Polis yaptığı araştırma sonucu yaşlı adamın, 'uyuşturucu, kasten yaralama, tehdit ve mala zarar verme' suçlarından 14 suç kaydı bulunan Emin Yarar (23) tarafından öldürüldüğünü tespit etti.”

Burada iki ayrıntı son derece dikkat çekici, 14 suç kaydı olan bir şahıs, sadece 23 yaşında ve Samsun'da bir ilçede 15’inci suçunu soğuk kanlılıkla işliyor. Bu sefer 69 yaşında bir Alzheimer hastası olan bir adamı öldürüp babasının evinin bodrumunda saklıyor.

Aslında 15. suç olarak kayıtlara geçtiği düşünülürse çok da şaşırılacak tarafı yok bunun. Ama 23 yaşında ve daha önce 14 suç işlemiş birinin neden hâlâ suç işleyebildiğini de birilerine sormak gerekmiyor mu? Daha doğrusu nasıl oluyor da hâlâ dışarıda demek gerekmiyor mu?

Bir ara neredeyse her şehre yeni bir ceza evi yapılıyordu. Daha önce de bu konuyu yazmıştım, o şehirlerde bunun bir kazanç kapısı olarak bile görüldüğünden bahsetmiştim. Siyasiler de bunu o şekilde lanse etmişlerdi birkaç kez.

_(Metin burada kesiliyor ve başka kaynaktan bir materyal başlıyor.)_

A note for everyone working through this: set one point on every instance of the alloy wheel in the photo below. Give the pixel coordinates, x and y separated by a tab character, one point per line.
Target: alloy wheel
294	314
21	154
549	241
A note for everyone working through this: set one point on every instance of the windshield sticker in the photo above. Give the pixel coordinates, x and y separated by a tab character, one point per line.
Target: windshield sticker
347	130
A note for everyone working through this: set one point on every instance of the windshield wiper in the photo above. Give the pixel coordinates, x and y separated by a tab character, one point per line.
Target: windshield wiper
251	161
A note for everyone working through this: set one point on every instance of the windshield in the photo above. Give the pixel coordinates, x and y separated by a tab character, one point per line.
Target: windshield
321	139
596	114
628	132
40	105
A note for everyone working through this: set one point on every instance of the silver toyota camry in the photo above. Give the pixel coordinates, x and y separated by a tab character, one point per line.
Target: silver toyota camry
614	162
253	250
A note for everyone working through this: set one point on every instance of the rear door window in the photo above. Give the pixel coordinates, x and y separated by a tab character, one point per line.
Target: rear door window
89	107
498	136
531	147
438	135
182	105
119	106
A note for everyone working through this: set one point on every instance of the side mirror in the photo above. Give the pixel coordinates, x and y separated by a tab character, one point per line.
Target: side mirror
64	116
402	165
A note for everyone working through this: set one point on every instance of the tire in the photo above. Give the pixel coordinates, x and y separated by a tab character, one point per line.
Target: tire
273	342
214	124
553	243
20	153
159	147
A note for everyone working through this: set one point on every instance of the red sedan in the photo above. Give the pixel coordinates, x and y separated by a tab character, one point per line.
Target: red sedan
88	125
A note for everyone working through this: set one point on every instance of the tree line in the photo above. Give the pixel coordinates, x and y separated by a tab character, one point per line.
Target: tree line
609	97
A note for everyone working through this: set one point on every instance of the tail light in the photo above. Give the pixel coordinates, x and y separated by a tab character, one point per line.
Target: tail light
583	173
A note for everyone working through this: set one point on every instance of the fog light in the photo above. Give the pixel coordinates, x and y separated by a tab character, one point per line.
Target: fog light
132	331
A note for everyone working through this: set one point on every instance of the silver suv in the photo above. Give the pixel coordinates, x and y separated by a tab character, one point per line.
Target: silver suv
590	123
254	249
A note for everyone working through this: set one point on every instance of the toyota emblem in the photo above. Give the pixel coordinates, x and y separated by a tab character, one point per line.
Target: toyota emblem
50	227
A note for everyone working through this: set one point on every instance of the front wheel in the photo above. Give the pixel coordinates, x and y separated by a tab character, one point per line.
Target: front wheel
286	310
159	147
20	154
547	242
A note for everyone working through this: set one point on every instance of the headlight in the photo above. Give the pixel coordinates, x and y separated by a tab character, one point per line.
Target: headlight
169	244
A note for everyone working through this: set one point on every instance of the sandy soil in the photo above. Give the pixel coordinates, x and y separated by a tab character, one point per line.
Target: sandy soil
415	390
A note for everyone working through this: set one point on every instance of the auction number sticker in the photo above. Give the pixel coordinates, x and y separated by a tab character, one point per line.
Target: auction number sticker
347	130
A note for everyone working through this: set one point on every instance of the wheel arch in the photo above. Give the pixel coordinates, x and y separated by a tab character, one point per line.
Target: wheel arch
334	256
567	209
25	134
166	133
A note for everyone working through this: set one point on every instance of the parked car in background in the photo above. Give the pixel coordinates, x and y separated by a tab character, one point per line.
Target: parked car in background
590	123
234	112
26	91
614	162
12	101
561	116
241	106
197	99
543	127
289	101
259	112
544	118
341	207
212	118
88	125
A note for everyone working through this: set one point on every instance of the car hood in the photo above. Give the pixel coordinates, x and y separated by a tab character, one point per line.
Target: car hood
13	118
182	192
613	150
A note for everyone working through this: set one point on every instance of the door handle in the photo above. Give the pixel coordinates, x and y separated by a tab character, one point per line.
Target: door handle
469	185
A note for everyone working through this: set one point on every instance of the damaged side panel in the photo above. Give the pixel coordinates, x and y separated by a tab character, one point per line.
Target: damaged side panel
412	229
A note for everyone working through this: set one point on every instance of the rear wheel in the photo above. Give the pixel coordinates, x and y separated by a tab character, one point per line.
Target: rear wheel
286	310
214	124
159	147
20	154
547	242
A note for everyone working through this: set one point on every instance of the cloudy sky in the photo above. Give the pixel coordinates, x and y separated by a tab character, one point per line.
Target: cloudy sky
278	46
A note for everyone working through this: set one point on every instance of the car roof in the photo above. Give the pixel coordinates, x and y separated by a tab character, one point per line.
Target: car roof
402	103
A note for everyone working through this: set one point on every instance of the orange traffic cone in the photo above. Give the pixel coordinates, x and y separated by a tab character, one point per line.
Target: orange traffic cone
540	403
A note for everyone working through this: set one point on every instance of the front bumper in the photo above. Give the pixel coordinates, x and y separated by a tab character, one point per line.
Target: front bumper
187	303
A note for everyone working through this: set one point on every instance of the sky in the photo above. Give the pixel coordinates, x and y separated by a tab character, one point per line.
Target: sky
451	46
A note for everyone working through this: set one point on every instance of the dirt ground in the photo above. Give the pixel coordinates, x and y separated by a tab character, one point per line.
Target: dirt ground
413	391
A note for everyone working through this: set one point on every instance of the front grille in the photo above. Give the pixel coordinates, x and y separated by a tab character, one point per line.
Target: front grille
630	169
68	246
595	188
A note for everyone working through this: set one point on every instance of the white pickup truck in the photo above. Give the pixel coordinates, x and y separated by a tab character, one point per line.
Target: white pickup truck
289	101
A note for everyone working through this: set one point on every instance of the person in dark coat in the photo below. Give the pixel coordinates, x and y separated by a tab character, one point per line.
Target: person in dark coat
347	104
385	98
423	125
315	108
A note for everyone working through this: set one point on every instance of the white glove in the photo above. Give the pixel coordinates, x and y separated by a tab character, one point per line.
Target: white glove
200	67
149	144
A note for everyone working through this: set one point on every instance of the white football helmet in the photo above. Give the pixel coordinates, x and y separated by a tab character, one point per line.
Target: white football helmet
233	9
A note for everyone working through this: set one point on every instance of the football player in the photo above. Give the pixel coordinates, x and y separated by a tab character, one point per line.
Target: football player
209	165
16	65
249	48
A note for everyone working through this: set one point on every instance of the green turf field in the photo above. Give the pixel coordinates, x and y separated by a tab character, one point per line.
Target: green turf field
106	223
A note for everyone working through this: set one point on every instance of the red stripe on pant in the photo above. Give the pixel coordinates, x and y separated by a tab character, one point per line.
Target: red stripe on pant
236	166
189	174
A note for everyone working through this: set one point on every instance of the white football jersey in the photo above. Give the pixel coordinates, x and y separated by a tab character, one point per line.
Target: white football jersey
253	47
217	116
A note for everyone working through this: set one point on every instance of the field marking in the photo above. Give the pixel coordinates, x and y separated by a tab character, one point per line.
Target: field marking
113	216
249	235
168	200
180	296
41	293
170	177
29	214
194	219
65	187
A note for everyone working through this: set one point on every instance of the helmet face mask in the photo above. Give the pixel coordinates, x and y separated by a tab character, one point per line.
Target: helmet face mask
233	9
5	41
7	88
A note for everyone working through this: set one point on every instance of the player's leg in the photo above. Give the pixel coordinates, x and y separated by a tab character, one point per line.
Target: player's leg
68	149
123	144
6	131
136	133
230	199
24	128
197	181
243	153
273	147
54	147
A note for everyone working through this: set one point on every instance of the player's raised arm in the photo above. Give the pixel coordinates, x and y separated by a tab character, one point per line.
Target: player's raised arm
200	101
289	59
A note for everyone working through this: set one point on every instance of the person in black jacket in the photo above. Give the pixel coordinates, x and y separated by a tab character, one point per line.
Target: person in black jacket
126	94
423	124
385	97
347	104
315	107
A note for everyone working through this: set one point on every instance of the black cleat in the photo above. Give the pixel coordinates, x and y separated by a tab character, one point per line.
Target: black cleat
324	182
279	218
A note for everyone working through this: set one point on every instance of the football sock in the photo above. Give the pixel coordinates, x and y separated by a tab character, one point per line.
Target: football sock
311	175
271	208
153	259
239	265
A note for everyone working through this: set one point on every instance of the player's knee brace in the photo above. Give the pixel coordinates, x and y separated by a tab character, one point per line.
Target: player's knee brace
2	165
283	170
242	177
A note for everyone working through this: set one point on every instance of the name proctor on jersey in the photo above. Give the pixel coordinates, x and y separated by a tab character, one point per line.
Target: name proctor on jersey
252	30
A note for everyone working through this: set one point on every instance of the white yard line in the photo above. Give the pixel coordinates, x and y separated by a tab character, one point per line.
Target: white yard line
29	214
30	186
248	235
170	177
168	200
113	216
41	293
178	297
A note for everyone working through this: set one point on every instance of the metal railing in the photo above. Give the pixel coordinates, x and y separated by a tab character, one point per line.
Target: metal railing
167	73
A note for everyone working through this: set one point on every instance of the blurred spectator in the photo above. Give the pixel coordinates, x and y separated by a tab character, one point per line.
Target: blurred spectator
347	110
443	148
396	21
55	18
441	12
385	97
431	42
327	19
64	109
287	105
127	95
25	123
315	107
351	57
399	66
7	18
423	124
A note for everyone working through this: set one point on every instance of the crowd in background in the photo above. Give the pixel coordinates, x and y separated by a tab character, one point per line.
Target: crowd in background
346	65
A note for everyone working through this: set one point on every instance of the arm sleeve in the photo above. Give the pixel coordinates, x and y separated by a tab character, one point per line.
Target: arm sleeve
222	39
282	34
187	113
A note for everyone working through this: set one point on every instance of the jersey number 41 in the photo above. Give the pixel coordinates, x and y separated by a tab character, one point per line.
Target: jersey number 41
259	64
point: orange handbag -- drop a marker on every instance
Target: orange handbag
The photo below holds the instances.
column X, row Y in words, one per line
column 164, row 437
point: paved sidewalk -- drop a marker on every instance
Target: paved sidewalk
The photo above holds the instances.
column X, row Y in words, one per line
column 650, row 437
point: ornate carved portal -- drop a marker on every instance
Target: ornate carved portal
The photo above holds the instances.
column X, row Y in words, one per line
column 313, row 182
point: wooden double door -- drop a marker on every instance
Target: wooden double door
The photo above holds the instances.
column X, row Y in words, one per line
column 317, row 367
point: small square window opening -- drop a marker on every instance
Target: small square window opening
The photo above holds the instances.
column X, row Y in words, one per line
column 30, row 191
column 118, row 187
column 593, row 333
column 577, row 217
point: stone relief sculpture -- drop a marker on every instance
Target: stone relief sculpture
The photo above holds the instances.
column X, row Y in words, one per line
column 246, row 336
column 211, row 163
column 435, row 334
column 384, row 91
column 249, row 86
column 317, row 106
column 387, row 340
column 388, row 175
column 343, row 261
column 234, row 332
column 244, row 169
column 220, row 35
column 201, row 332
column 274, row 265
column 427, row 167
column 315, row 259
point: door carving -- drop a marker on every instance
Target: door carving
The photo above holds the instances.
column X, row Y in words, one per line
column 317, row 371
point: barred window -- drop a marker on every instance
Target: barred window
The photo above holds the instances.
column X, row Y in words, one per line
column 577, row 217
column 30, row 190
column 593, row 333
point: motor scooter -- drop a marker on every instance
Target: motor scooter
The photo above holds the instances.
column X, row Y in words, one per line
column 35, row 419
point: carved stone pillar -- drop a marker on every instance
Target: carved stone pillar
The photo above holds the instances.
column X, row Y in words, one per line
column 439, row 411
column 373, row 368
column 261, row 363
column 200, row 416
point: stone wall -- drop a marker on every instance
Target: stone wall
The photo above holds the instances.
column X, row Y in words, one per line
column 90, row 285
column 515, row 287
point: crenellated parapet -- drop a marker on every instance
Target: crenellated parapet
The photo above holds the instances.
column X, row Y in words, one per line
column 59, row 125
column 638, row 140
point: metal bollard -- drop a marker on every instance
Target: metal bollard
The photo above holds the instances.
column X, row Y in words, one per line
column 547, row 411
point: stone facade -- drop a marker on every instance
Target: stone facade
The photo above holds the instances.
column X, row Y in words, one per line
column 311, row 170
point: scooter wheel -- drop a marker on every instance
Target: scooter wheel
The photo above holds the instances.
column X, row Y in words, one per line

Bu kadar cezaevi olmasına rağmen 14 suç kaydına sahip 23 yaşında bir genç hâlâ dışarıda ve cinayet işleyebiliyor. O zaman "cezaevlerinin sayısı yetersiz" diyerek yenilerini yaparak çözmeye kalkabiliriz sorunu belki ama bu anlayışla memlekette okuldan çok ceza evi olur.

Ben burada şu soruyu sormadan edemiyorum ama “14 suç kaydı olan birisi nasıl oluyor da dışarıda 15. suçunu işleyebiliyor sayın yetkililerimiz?”